On 9/3/07, spike <spike66 at comcast.net> wrote:
> Russell, this turns into an interesting question of autonomous manufacturing
> optimization and launching of nodes, as well as optimization of the use of
> energy from sunlight.

*nods* Well, for initial bootstrap there are other considerations; on
the one hand, you don't want the up front cost to be too big, on the
other hand there'll be mining of materials from asteroids, gas giants
etc, and the machines needed to do this efficiently will have a
certain preferred size range. In this context I'm only considering the
most efficient configuration of the final Dyson sphere.

> Imagine you have a signal you wish to transmit distance x.  You can do it
> with one transmitter and one receiver, but you could put another receiver at
> x/2, amplify the signal and retransmit another x/2 to distance x.  This way
> you actually have two transmitters, but each one requires only one fourth as
> much power as in the first case, so together they only require half as much
> power.  Now imagine three receivers and transmitters, each transmitting a
> distance x/3.  Each requires one ninth as much power, so together they
> require a third as much power as in the first case.  And so on.  Cool, huh?
> Perhaps you worked the same problem.

Ah, interesting. I don't recall having come across that one before,
and your solution makes sense when transmitter count is the only
variable being considered; but there are factors you're not taking
into account:

1. Transmitter size matters, and with fewer larger nodes you can
afford to make the transmitters bigger. A 2 meter dish at 2 megameter
range gives the same beam footprint as a 1 m dish at 1 Mm (or you can
take part of the benefit in the ability to use longer wavelength
photons, which have less energy).

2. Similarly, receiver size also matters.
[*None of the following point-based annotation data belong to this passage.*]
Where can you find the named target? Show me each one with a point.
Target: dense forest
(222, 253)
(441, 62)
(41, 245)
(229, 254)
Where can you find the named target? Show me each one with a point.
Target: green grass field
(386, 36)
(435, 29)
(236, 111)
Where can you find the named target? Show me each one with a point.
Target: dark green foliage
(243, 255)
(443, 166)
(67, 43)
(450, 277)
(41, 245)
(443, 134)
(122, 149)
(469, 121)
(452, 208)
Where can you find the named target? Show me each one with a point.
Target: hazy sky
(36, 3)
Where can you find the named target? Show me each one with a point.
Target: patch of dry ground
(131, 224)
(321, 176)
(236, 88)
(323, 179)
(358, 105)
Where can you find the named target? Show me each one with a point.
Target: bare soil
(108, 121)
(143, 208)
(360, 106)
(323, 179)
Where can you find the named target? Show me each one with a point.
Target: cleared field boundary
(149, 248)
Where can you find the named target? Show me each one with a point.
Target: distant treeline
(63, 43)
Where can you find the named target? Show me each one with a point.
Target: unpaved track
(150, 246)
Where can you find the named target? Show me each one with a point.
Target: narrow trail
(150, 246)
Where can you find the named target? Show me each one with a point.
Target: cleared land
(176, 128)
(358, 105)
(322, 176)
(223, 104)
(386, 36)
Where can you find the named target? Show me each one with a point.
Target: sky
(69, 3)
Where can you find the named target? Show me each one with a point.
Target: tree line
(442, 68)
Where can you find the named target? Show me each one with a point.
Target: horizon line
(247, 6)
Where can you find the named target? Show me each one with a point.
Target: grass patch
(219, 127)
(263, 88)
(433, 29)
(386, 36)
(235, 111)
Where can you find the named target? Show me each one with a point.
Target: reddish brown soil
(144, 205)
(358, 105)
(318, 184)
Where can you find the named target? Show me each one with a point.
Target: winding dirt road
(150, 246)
3. Most importantly, with big nodes you can eliminate most of the
transmitters completely, replacing them with wires that don't spill
photons into space. Alternatively you can think of this as the
ultimate limiting case of your solution: if more transmitters in the
chain are more efficient, use a wire = a chain of transmitters that
are all in contact with each other.

> As for station keeping, as the node size scales downward, gravity becomes
> less the driver and electrostatic forces ever more important.

Okay, but electrostatic isn't the only option, nor necessarily the best one.

There's photon pressure as Eugen observes - this scales down with
thickness, but doesn't care about width.

There are also magnetic forces, which are arguably easier to control
than electrostatic. These scale better to large sizes than
electrostatic does.

> My intuition tells me that building an M-brain is optimized by making the
> individual nodes as small as our technology permits.

*nods* Mine tells me it's optimized by making the nodes as large as
reasonably practical, the above being some of the reasons.